Italian soprano castrato and author

Giovanni Battista Mancini (1 January 1714 - 4 January 1800) was an Italian soprano castrato, voice teacher, and author of books on singing.

Mancini was born at Ascoli Piceno, Italy. He studied singing in Naples with Leonardo Leo and in Bologna with Antonio Bernacchi. He also studied composition and counterpoint there with Giovanni Battista Martini.

He began his singing career when he was 16, appearing in both Italy and Germany. His even greater success as a teacher led to an invitation in 1757 by Empress Maria Theresia of Austria to become "k. k. Cammer-Musicus" and thereby teach her daughters singing. In 1774, in Vienna, he published an important book on singing Pensieri, e riflessioni pratiche sopra il canto figurato. His views and publications brought him into conflict with another voice teacher, Vincenzo Manfredini.

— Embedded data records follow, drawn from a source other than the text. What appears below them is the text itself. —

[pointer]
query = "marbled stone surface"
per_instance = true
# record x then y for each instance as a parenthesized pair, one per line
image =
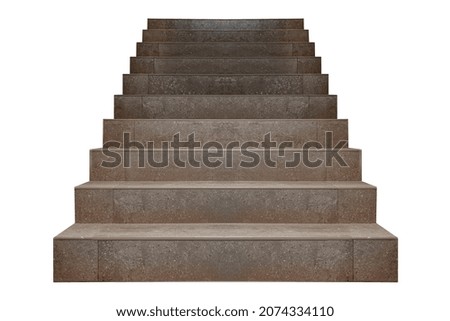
(225, 107)
(224, 202)
(230, 252)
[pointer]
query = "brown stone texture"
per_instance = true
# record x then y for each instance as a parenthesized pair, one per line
(300, 213)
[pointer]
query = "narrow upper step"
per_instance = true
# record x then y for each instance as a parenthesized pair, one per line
(225, 49)
(300, 84)
(179, 35)
(296, 131)
(224, 24)
(235, 162)
(225, 106)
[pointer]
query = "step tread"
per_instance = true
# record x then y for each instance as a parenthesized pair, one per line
(262, 97)
(225, 231)
(225, 185)
(229, 58)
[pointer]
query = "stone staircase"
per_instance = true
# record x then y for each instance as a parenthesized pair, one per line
(278, 196)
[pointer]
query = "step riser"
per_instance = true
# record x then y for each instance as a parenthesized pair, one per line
(224, 24)
(138, 168)
(168, 35)
(225, 107)
(225, 66)
(225, 131)
(225, 205)
(234, 49)
(302, 260)
(225, 85)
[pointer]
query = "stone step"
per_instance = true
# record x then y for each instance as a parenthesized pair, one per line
(179, 35)
(143, 84)
(232, 164)
(225, 107)
(225, 49)
(287, 65)
(225, 202)
(225, 24)
(297, 131)
(225, 252)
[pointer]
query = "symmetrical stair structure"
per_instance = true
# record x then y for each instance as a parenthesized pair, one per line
(225, 162)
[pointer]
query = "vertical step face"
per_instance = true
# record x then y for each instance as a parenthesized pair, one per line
(225, 162)
(225, 202)
(225, 107)
(225, 49)
(225, 252)
(280, 35)
(305, 84)
(225, 24)
(297, 132)
(147, 65)
(229, 164)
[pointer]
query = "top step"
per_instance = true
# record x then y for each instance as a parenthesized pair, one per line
(241, 35)
(225, 24)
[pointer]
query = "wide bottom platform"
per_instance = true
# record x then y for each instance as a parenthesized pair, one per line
(225, 252)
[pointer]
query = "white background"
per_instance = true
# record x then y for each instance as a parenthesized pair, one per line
(61, 64)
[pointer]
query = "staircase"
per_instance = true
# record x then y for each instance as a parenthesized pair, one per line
(225, 162)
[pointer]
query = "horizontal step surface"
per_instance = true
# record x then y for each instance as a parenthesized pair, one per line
(297, 131)
(230, 165)
(224, 24)
(225, 252)
(225, 107)
(294, 65)
(225, 49)
(225, 202)
(178, 35)
(225, 84)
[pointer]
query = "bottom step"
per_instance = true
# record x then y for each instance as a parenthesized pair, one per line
(225, 252)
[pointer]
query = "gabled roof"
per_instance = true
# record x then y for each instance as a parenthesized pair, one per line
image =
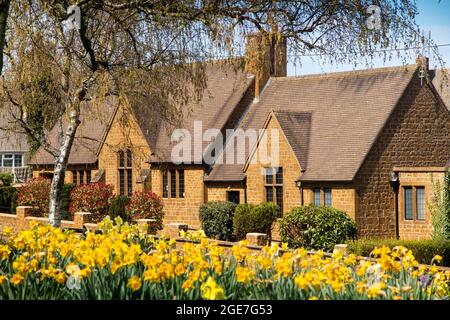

He remained in Vienna and died there as "Retired Singing Master", leaving behind a considerable fortune.

== Publications ==
- Pensieri e riflessioni pratiche sopra il canto figurato. Vienna, 1774.
- Practical Reflections on the Figurative Art of Singing. Milan, 1776. Translated into English by Pietro Buzzi. Boston: The Gorham Press, 1912.
- Practical Reflections on Figured Singing. (1774). Translated into English by Edward Foreman. Champaign, IL: Pro Musica Press, 1967.
- Riflessioni pratiche sul Canto figurato. Third edition (revised, corrected and augmented). Includes musical examples. Milan: Galeazzi, 1777.